A high quality, well-balanced diet is fundamental to your dog’s health, but do you know why? Here are just a few canine health problems seen in dogs that are directly affected by their diet.
Obesity is a nationwide epidemic for our dogs, affecting over 50% of American dogs1. Even worse, dogs affected by obesity are more prone to arthritis, diabetes, high blood pressure, and cancer. According to the Association for Pet Obesity Prevention (APOP), decreased life expectancy is also linked to obesity in pets, and unfortunately, among all pets that veterinarians ultimately classified as obese, over 90% of dog owners initially thought their pet was in the normal weight range
Pay special attention to the calorie and fat levels of your dog’s food. While they are both important to the diet, an overabundance of either can cause or exacerbate obesity in dogs. Likewise, finding a proper dog diet that limits calories and fats can help trim down an overweight or obese dog and, ultimately, help your dog live a more healthy lifestyle.
Determine your pet’s ideal weight by consulting your veterinarian or by using petMD’s Healthy Weight Calculator.
Pancreatitis develops when the pancreas becomes inflamed, causing the flow of digestive enzymes to be released into the abdominal area. If this occurs, the digestive enzymes will begin to break down fat and proteins in the other organs, as well as in the pancreas.
“In dogs, dietary fat is known to be associated with the development of pancreatitis and can stimulate the secretion of a hormone that induces the pancreas to secrete its digestive hormones,” says Jennifer Coates, DVM. Consult your veterinarian to see if your dog’s current dietary fat intake may be increasing his or her risk of pancreatitis. If your dog is already suffering from pancreatitis, Dr. Coates recommends a bland dog diet that is low in fat and easily digestible.
3. BLADDER STONES
All bladder stones are not created equal. They can be composed of different types of minerals and other substances. For example, calcium oxalate bladder stones are primarily composed of calcium while struvites are primarily composed of magnesium and phosphates (phosphorus). Bladder stones may start out small, but over time can grow in number and/or size, causing issues such as urinary accidents, discolored urine, and urination straining.

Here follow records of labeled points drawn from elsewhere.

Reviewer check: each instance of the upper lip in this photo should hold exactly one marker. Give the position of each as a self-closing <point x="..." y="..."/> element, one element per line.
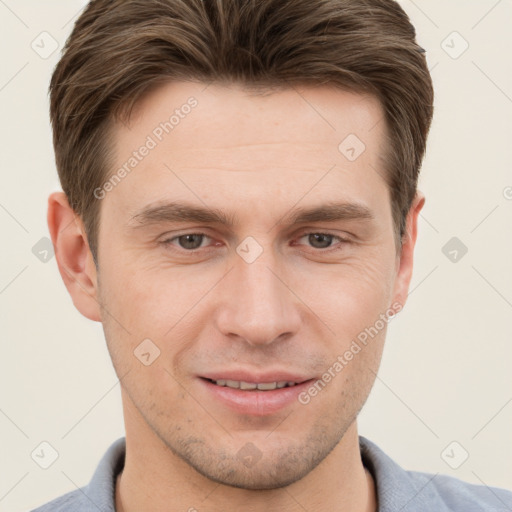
<point x="256" y="377"/>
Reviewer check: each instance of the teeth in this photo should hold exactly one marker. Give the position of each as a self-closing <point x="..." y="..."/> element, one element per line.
<point x="248" y="385"/>
<point x="267" y="386"/>
<point x="262" y="386"/>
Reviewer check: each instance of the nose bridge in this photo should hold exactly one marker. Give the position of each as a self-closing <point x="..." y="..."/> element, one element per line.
<point x="258" y="306"/>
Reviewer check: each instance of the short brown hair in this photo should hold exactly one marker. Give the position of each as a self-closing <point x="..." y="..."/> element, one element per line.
<point x="119" y="49"/>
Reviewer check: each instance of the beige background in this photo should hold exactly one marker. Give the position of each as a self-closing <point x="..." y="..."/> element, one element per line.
<point x="446" y="373"/>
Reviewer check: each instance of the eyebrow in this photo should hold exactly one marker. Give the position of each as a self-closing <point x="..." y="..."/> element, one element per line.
<point x="185" y="212"/>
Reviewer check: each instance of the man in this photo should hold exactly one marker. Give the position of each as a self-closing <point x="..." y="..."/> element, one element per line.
<point x="240" y="211"/>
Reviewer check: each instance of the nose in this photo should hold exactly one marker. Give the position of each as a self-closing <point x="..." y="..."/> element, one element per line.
<point x="256" y="302"/>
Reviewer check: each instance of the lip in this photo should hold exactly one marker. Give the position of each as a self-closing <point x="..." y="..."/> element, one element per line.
<point x="254" y="402"/>
<point x="239" y="375"/>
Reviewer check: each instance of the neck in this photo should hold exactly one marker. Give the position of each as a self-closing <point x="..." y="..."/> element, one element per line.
<point x="155" y="479"/>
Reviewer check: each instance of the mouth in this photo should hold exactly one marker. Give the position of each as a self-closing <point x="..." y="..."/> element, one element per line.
<point x="252" y="386"/>
<point x="253" y="396"/>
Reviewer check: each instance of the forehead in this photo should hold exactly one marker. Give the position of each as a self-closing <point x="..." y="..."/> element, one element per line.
<point x="206" y="140"/>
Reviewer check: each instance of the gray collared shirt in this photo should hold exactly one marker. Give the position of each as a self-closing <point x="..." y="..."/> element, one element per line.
<point x="397" y="489"/>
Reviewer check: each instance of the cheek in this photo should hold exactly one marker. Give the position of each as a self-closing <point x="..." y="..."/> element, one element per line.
<point x="349" y="297"/>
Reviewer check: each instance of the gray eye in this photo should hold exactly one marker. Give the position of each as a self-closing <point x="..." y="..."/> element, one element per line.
<point x="191" y="241"/>
<point x="320" y="240"/>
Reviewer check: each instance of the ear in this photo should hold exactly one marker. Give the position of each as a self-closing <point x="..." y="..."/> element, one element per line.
<point x="406" y="257"/>
<point x="74" y="258"/>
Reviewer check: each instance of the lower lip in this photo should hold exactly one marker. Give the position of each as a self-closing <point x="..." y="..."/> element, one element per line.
<point x="255" y="402"/>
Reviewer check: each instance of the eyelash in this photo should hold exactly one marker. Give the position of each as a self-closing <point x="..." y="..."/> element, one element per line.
<point x="341" y="240"/>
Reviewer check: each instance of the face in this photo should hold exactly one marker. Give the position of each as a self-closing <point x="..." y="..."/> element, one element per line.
<point x="246" y="248"/>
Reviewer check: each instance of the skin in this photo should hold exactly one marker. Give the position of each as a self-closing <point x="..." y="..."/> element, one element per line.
<point x="296" y="308"/>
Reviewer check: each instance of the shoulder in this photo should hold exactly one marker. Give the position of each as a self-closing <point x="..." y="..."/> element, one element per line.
<point x="458" y="495"/>
<point x="99" y="494"/>
<point x="71" y="502"/>
<point x="414" y="491"/>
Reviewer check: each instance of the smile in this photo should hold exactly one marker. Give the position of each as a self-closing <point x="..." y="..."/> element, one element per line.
<point x="250" y="386"/>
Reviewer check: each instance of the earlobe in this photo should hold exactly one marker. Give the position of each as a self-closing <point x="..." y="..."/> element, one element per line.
<point x="405" y="267"/>
<point x="74" y="258"/>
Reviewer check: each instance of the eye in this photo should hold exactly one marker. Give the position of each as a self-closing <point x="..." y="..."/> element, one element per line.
<point x="322" y="240"/>
<point x="189" y="242"/>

Speak with a veterinarian if you believe your dog is suffering from bladder stones. They can identify the type of bladder stone and recommend a food to dissolve the stone, or surgery to remove it if it is a type that cannot be dissolved with food, like calcium oxalates. They can also recommend a special diet that can help deter the formation of bladder stones.
Even if your dog isn’t currently suffering from bladder stones, he or she may benefit from a diet that is lower in calcium and phosphorus. Your veterinarian will know what’s best for your dog’s situation.
4. HEART DISEASE
Dogs often have issues with heart disease like we do, especially if their diet isn’t properly balanced. One key factor to heart disease in dogs is their sodium (salt) intake. “Increased sodium in the diet causes increased levels of sodium circulating in the blood,” says Ken Tudor, DVM. “These elevated levels of sodium cause water retention in the blood vessels and elevated blood pressure. As blood pressure increases the diseased heart must continue to enlarge to overcome the increased pressure in order to pump blood from the ventricles.”
Are you feeding your dog table scraps? Is your dog’s current food too high in sodium? Talk to your veterinarian about these things and how your dog may benefit from a healthy diet that is lower in sodium.
Dogs frequently suffer from bouts of diarrhea, but there are two main types of diarrhea: small bowel and large bowel diarrhea. “Dogs with small bowel diarrhea typically produce large amounts of soft stool but do so just a few times a day,” says Dr. Coates. “When abnormalities are centered in the colon, affected dogs will usually strain to produce small amounts of watery stool frequently throughout the day. This is large bowel diarrhea.”
“For large bowel diarrhea,” says Dr. Coates “a high fiber diet has been shown to be beneficial. Ideally, both soluble fiber (the type colonic bacteria use for food) and insoluble (indigestible) fiber should be included.” For small bowel diarrhea, Dr. Coates recommends a bland, low fat, easily digested diet.
Discuss with your veterinarian how fat, fiber, calcium, phosphorus, and other dietary nutrients play an important role in your dog’s health. He or she may even have important new dietary recommendations to consider for your dog’s specific life stage and lifestyle.